Salivary Matrix Metalloproteinase (MMP)-1 as Non-Invasive Tool for The Diagnosis of Oral Squamous Cell Carcinoma (OSCC)

Sana Jafar Zaidi                BDS, M.Phil

Nabeela Riaz                     BDS, FCPS, MCPS

Asifa Iqbal                         BDS, M.Phil

Ayyaz Ali Khan                 BDS, MSc, PhD

INTRODUCTION

OSCC is getting global attention for its increasing incidence in youngsters.1 On a universal ranking it is the 6th commonest malignancy.2 In Pakistan, it is the 2nd commonest cancer in individuals more than 15 years of age.3 In routine, approaches to diagnose OSCC include adequate clinical examination (CE) followed by histological investigation of suspicious sites but they are not efficient to diagnose OSCC at an earlier stage.4 Although, biopsy is considered as gold standard but it is a time consuming5 and site specific procedure.6
Other issue associated with incisional biopsy is increased chance of metastasis due to breakage in tissue barrier.7 In addition to it, high-risk areas with DNA mutation are not always evident on histopathology. So, these factors increase the need of more efficient diagnostic marker to prevent late and missed diagnosis of OSCC.8 Salivary detection of diseases has advantage of non-invasiveness, convenience and less discomfortness. These factors make saliva as an efficient medium for the detection of OSCC markers. Nosratzehi observed the levels of MMP1 and other MMPs in saliva of OSCC patients and came to a conclusion that further research is necessary to determine relation between MMPs and OSCC.9 MMP1 is a soluble type of interstitial collagenase responsible for the degradation of fibrillar- collagen-I, II and III.9
In 2016, salivary MMP1 was introduced in “Taiwan’s Oral Cancer Screening Program” as a part of non-invasive screening of OSCC.10 Stott-miller first time observed high levels of MMP1 proteins in saliva of OSCC patients.11 Purpose of this study was to determine diagnostic accuracy of salivary MMP1 as non-invasive diagnostic biomarker of OSCC in Pakistani population by using conventional Colorimetric MMP1 sandwich-ELISA Kit.

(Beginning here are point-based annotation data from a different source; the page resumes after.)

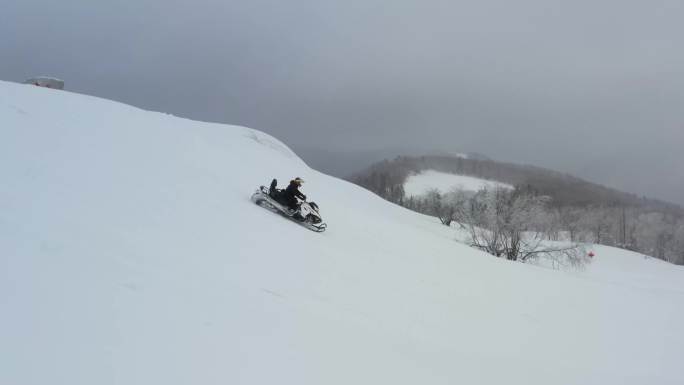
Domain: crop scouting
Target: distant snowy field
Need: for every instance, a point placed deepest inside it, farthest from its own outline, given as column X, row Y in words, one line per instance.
column 421, row 183
column 131, row 254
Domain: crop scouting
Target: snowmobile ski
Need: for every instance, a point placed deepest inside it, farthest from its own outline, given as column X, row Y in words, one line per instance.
column 306, row 215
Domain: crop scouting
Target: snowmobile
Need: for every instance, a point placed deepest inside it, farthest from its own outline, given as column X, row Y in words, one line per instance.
column 307, row 213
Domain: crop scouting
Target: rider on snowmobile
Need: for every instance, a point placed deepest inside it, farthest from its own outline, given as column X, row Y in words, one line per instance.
column 291, row 193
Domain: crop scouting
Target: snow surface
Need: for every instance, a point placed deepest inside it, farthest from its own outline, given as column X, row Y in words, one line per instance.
column 421, row 183
column 131, row 254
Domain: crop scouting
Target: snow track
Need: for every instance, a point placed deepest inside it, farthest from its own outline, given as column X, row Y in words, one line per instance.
column 131, row 254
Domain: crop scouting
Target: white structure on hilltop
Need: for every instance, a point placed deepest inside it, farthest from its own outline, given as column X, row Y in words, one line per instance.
column 46, row 81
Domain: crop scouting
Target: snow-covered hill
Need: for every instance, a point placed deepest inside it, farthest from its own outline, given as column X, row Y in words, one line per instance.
column 421, row 183
column 131, row 254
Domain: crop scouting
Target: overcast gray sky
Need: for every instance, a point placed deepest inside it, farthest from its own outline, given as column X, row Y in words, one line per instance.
column 593, row 87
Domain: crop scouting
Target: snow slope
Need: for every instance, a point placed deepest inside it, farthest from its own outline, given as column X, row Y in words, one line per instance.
column 421, row 183
column 131, row 254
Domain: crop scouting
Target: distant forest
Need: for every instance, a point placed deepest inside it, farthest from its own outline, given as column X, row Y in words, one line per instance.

Saliva was chosen: 1) to identify lesions with suspicion of OSCC at sites difficult to approach for biopsy and 2) to prevent incisional biopsy induced chances of metastasis 3) to avoid complications associated with medically compromised individuals where risks after surgical
intervention were high. MMP1 was chosen for its emergence as exceptionally strong biomarker to separate OSCC cases from controls in study carried out by stott-Miller.11 In current study Colorimetric MMP1 sandwich ELISA Kit was used to detect MMP1 in Pakistani population with the aim of introducing it in community for screening of OSCC
if found accurate for diagnosis.

METHODOLOGY

In this analytical cross-sectional study, IWCS-OSCC12 were selected after ethical approval by IRB, letter No.350/RC/KEMU, from Oral & Maxillofacial Surgery (OMFS) Department, Mayo Hospital, Lahore after fulfillment of selection criteria during the period of 6 months. Out of one twenty IWCS-OSCC only eighty were included in the
study by computer generated random number table, using SPSS-16 software. The patients were then referred to Oral & Maxillofacial surgeon for biopsy. Histological confirmation
via biopsy was considered as “gold standard” internationally for the confirmation of OSCC.6 So, the patients showing histopathological findings of OSCC were labelled “OSCC
positive” and the patients without histopathological findings of OSCC were labelled “OSCC negative”. Both male and female subjects of age range between 20yrs – 75yrs, visited Oral and Maxillofacial Surgery Department, Mayo Hospital, Lahore and showing clinically suspicion for OSCC, were included in study. Patients who were not willing to become part of research and showing following conditions with overexpression of MMP1 were excluded from the study.
1- Endometriosis
2- Pyogenic granuloma
3- Pyoderma gangrenosum
4- Decubitus ulcers
5- Stasis ulcers
6- Colorectal adenocarcinoma.13-15
Pyogenic granuloma was excluded on the bases of history, CE and histopathological investigation. Colorectal carcinoma was excluded on the bases of history, CE & FOBT (sensitivity
>94.1% and specificity =87.5%).16 Endometriosis was excluded in women < 40yrs of age, on the bases of history of dysmenorrhea (NPV=84.2%) but all the women with age
>40yrs were included in the study because of very low prevalence of endometriosis after 40.17,18 After informed consent, demographic data, as mentioned in “results” section of article, is collected from patients. After informed consent, patients were advised not to take food for at least 1 hour before sample collection. Unstimulated saliva was then collected by asking patients to spit into a centrifuge tube. After collection, samples were stored at 4°C for 2 hours. Samples were then centrifuged for 10 minutes at 1,300 x g in centrifuge machine and transferred into cryovials for storage at -80°C.11 Sandwich ELISA was performed on saliva samples through MMP1 sandwich-ELISA kit by using microtiter plate washer and reader machines.11,19 The ELISA protocol was followed according to the “user guide” provided along with the kit by the trained staff. All stored samples and kits were brought to room temperature before performing the ELISA. All the samples were pre-diluted to 80 folds before performing ELISA.Preparation of standards.
Fifty Microliter of standard diluent was added in each tube. Hundred Microliter of standard (1350 g/L) was Pipetted out in first-tube. From first-tube 100 l was transferred
to second-tube. Then 50 l was taken out from 2nd-tube into 3rd -tube and two more serial dilutions were prepared from 3rd-tube as below in fig-1.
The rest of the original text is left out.